Formaldehyd in corpore sano

■ Monatelang strömte der giftige Stoff in eine Moabiter Turnhalle / Überhöhte Werte sind seit März bekannt / Stadträte ließen nur lüften / Eltern wußten von nichts

„Soll ich denn die Halle schließen und den Sportunterricht ausfallen lassen?“ fragt der Tiergartener Volksbildungsstadtrat Norbert Schmidt. Die Antwort vieler Eltern, deren Kinder die Moabiter Grundschule in der Paulstraße besuchen, ist klar. „Mein Sohn geht nicht mehr in den Sportunterricht“, sagt Thomas Buttmi. Grund: In einer der zwei Schulturnhallen tritt ständig das giftige Formaldehyd aus. Dem Bezirksamt ist das schon seit März bekannt. Buttmi hat es erst im November erfahren, Gesamtelternvertreter Werner weiß es seit Sommer. Werner: „Eine Sauerei, daß wir das so spät erfahren haben.“ Weil Lehrer über Reizhusten und tränende Augen klagten, hatte Gesundheitsstadträtin Wurster (AL) bereits im März 1988 in der Turnhalle messen lassen.

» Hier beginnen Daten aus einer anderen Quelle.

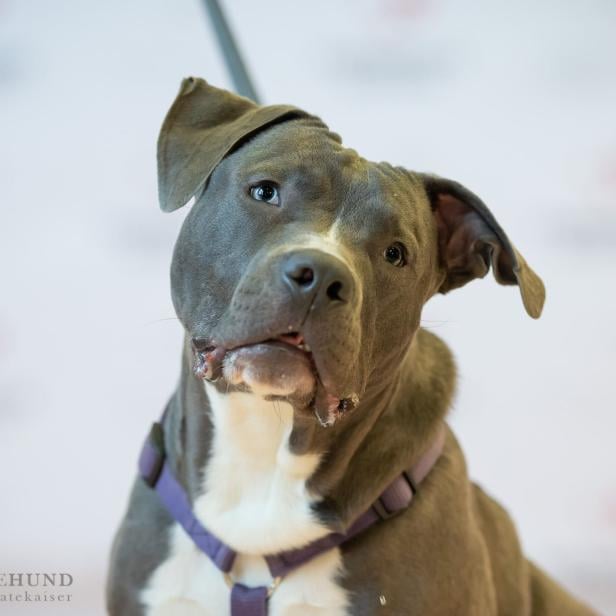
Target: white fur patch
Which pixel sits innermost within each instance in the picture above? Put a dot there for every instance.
(255, 499)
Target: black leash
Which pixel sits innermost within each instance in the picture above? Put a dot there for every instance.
(233, 59)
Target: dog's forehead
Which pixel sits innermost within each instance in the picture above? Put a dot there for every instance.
(306, 153)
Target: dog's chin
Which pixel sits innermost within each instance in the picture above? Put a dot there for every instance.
(272, 370)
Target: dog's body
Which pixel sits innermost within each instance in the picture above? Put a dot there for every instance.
(314, 385)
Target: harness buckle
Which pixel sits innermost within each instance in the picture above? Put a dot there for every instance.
(273, 585)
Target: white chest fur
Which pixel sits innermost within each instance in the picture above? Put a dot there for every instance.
(255, 499)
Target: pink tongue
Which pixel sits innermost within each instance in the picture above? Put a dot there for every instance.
(208, 364)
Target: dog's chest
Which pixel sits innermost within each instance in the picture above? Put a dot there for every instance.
(255, 499)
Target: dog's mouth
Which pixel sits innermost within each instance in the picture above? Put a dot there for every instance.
(281, 367)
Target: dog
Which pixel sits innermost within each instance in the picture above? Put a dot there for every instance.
(309, 396)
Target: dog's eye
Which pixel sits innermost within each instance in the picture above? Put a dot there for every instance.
(265, 191)
(395, 254)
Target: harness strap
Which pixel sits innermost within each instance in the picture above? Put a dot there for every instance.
(246, 601)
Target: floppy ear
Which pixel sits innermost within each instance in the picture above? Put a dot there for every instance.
(203, 125)
(470, 240)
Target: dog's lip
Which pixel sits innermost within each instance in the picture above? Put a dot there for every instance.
(328, 407)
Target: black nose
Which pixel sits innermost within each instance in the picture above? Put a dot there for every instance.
(319, 275)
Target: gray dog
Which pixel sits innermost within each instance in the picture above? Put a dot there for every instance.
(303, 466)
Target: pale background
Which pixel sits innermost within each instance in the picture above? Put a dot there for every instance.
(516, 100)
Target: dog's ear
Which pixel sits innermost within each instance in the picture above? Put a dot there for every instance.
(470, 240)
(203, 125)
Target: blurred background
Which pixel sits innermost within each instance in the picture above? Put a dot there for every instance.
(515, 100)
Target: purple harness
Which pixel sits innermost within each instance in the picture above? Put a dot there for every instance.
(246, 601)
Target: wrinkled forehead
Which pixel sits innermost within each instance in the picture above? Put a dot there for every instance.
(304, 157)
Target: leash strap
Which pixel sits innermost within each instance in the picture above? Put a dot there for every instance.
(233, 59)
(246, 601)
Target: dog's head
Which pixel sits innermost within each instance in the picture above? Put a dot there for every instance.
(302, 269)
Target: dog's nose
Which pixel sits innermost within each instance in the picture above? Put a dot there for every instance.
(314, 273)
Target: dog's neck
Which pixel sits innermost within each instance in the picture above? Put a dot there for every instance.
(345, 466)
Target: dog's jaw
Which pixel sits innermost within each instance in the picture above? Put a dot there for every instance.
(281, 368)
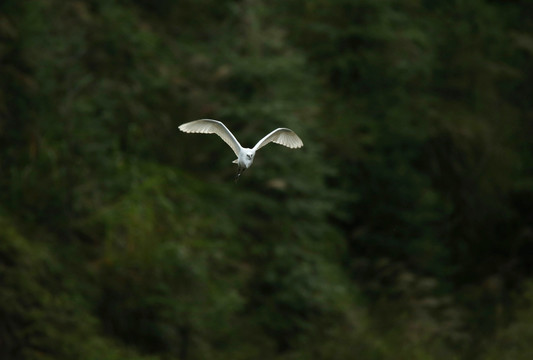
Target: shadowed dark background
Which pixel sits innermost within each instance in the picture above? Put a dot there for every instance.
(403, 229)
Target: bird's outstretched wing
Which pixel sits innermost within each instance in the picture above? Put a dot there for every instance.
(282, 136)
(208, 126)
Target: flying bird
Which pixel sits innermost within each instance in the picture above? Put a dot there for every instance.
(245, 156)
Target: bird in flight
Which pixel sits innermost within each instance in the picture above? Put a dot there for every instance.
(245, 156)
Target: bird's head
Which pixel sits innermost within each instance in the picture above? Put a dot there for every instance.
(249, 157)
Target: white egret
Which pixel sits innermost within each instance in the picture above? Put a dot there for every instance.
(245, 156)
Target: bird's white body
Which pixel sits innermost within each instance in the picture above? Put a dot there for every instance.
(245, 156)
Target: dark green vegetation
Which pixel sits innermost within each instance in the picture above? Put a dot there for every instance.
(402, 230)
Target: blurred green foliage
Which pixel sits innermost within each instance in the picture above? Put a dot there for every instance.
(402, 230)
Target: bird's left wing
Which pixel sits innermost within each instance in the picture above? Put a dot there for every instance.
(281, 136)
(208, 126)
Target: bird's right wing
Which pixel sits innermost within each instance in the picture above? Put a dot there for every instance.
(282, 136)
(208, 126)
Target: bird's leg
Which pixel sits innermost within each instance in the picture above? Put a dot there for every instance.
(239, 172)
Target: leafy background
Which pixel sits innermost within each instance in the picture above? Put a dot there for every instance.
(402, 230)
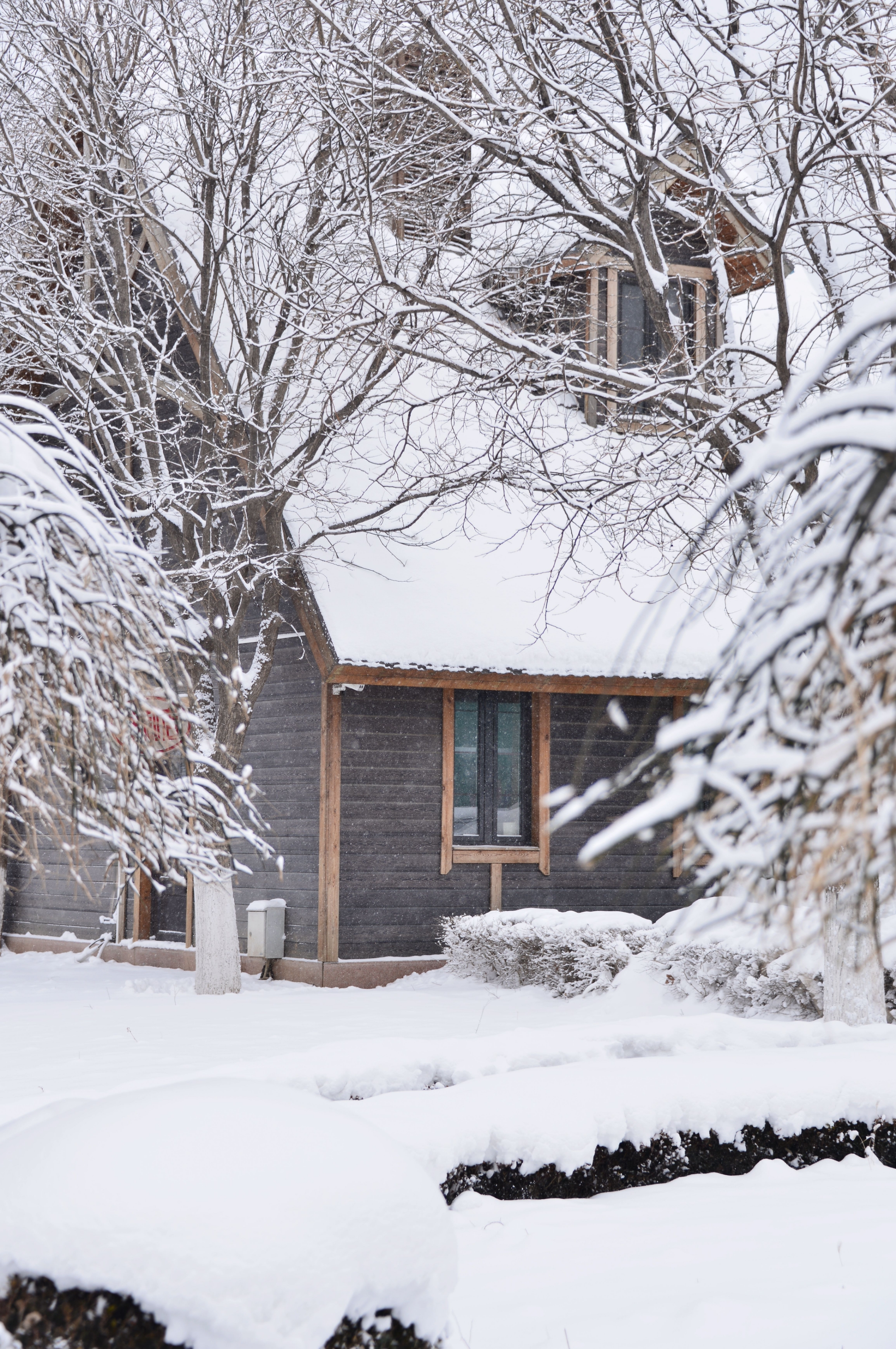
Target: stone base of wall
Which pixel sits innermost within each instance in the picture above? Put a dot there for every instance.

Zweimal wurden 0,15 ppm (parts per million) ermittelt, der Grenzwert beträgt 0,1 ppm. Die Turnhalle blieb geöffnet, aber im Oktober wurde nochmals gemessen. Obwohl zuvor eine Stunde lang gelüftet worden war, kletterte der Formaldehydwert immer noch auf 0,16 und 0,17 ppm. Stadtrat Schmidt ließ die Turnhalle auch jetzt nicht etwa schließen, sondern ordnete an, gründlicher zu lüften: 24 Stunden am Tag, bei aufgedrehter Heizung. „Auf Schmidts Drängen“ (Wurster) ließ die Gesundheitsstadträtin im Dezember ermitteln, welche Werte sich nach einer 24stündigen Lüftung der Halle ergaben. Die Ergebnisse lagen unter dem Grenzwert - für Schmidt beruhigend. Für Peter Braun vom Verein für Umweltchemie „Bauch“ nicht: „Solche Messungen sind nicht üblich.“ Sonst werden vor einer Messung Fenster und Türen 24 Stunden lang geschlossen. Ständiges Lüften, so Braun, sei als Mittel gegen Formaldehydgefahren „völlig unzureichend“. Dem Tiergartener Baustadtrat Wolfgang Naujokat (SPD) gelang es bis heute nicht, die Giftquelle zu ermitteln. Jetzt liegen Proben bei der Bundesanstalt für Materialprüfung. Warum die Eltern monatelang nicht informiert wurden, konnte Stadtrat Schmidt gestern „ohne Akten“ nicht sagen. Und AL-Stadträtin Wurster hat sich auf Schmidt und Naujokat verlassen: „Ich bin davon ausgegangen, daß die was machen.“ Kurz vor Weihnachten wurde die Turnhalle dann doch geschlossen - durch Zufall. Ein Tippfehler hatte den Dezembermeßwert von 0,03 auf 0,33 ppm vergrößert. Die Abteilung Volksbildung ließ die Turnhalle daraufhin dichtmachen. Dieser „Fehler“ ist erkannt. „Ab sofort“, teilte die Schulrektorin gestern den Eltern mit, sei die Halle wieder geöffnet.